Apa yang anda ketahui tentang karakter bahasa jurnalistik

Apa yang anda ketahui tentang karakter bahasa jurnalistik

Katalisnet.com — Berita atau tulisan wartawan di media massa enak dibaca dan mudah dimengerti. Hal itu karena wartawan menggunakan bahasa jurnalistik. Berikut ini pengertian bahasa jurnalistik, contoh, dan karakteristiknya.

Bahasa jurnalistik harus dipahami para wartawan agar tulisan mereka ringkas, lugas, dan mudah dipahami pembaca. Penggunaan bahasa jurnalistik bertujuan agar komunikasi media berlangsung efektif dan efisien.

Pengertian Bahasa Jurnalistik

Bahasa jurnalistik adalah salah satu ragam dalam bahasa Indonesia. Bahasa jurnalistik merupakan bahasa komunikasi massa.

Karenanya, dalam bahasa Inggris, bahasa jurnalistik disebut juga language of mass communication (bahasa komunikasi massa), selain newspaper language (bahasa surat kabar) dan bahasa media (media languange). Kajiannya disebut media lingustik.

Wartawan dituntut menggunakan ragam khusus bahasa karena pertimbangan ruang dan waktu. Keterbatasan ruang (di media cetak) dan waktu atau durasi (di media penyiaran) memunculkan ragam bahasa jurnalistik.
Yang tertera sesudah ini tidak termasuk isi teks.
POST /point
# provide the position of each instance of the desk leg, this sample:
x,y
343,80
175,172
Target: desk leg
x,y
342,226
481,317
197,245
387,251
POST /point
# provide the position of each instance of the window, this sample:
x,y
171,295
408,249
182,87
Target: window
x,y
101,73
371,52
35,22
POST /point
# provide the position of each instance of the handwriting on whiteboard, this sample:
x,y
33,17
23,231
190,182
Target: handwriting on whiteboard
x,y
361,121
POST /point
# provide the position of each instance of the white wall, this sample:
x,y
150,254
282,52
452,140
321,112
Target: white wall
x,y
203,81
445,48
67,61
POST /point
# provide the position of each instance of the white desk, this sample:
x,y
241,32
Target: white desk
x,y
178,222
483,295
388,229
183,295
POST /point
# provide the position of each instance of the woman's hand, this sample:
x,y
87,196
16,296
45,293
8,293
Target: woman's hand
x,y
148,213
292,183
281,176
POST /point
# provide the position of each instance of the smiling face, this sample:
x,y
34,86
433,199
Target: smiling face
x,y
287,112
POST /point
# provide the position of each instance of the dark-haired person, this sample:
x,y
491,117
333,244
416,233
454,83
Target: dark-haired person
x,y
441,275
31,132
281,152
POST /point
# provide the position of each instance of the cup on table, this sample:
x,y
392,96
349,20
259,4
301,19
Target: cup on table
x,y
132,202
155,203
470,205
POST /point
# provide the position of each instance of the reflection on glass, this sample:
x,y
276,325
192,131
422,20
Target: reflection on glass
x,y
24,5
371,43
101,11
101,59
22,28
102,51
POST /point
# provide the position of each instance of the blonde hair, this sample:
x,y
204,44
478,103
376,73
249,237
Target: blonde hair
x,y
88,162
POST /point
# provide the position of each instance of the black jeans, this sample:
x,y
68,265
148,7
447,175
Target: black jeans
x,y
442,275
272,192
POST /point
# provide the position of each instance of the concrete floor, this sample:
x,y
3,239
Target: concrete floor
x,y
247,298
Bahasa jurnalistik juga digunakan karena berita atau informasi yang disajikan di media harus jelas, lugas, dan mudah dipahami semua kalangan.

Per definisi, bahasa jurnalistik adalah gaya bahasa yang digunakan wartawan dalam menulis berita di media massa. Selain ringkas dan lugas, wartawan juga harus memilih kata, frasa, atau kalimat yang atraktif (menarik) agar pembaca tertarik membaca berita yang ditulisnya.
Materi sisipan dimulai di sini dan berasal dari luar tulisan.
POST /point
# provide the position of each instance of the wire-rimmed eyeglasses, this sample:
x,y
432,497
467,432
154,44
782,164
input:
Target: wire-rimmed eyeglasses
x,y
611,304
Berikut ini pengertian bahasa jurnalistik menurut beberapa pakar.

Lukas (2006) dalam buku Membangun Kapasitas Media yang diterbitkan Sekretariat Dewan Pers mengutip beberapa pendapat tentang bahasa jurnalistik antara lain:

  1. Prof. S. Wojowasito: bahasa jurnalistik adalah bahasa komunikasi massa sebagai tampak dalam harian-harian dan majalah-majalah.
  2. Rosihan Anwar: bahasa jurnalistik adalah satu ragam bahasa yang digunakan wartawan yang memiliki sifat-sifat khas: singkat, padat, sederhana, lancar, jelas, lugas, dan menarik (Anwar, 1991).
  3. M. Wonohito: bahasa jurnalistik adalah suatu jenis bahasa tertulis yang lain sifat-sifatnya dengan bahasa sastra, bahasa ilmu atau bahasa buku pada umumnya.
  4. Kurniawan Junaedhie (Ensiklopedia Pers Indonesia): bahasa jurnalistik adalah bahasa yang digunakan oleh penerbitan pers. Bahasa yang mengandung makna informatif, persuasif, dan yang secara konsensus merupaan kata-kata yang bisa dimengerti secara umum, harus singkat tapi jelas dan tidak bertele-tele.
  5. Moh. Ngafeman (Kamus Jurnalistik AZ): bahasa jurnalistik adalah bahasa komunikasi massa dengan pilihan kosakata yang sederhana agar dapat dipahami oleh segenap lapisan masyarakat.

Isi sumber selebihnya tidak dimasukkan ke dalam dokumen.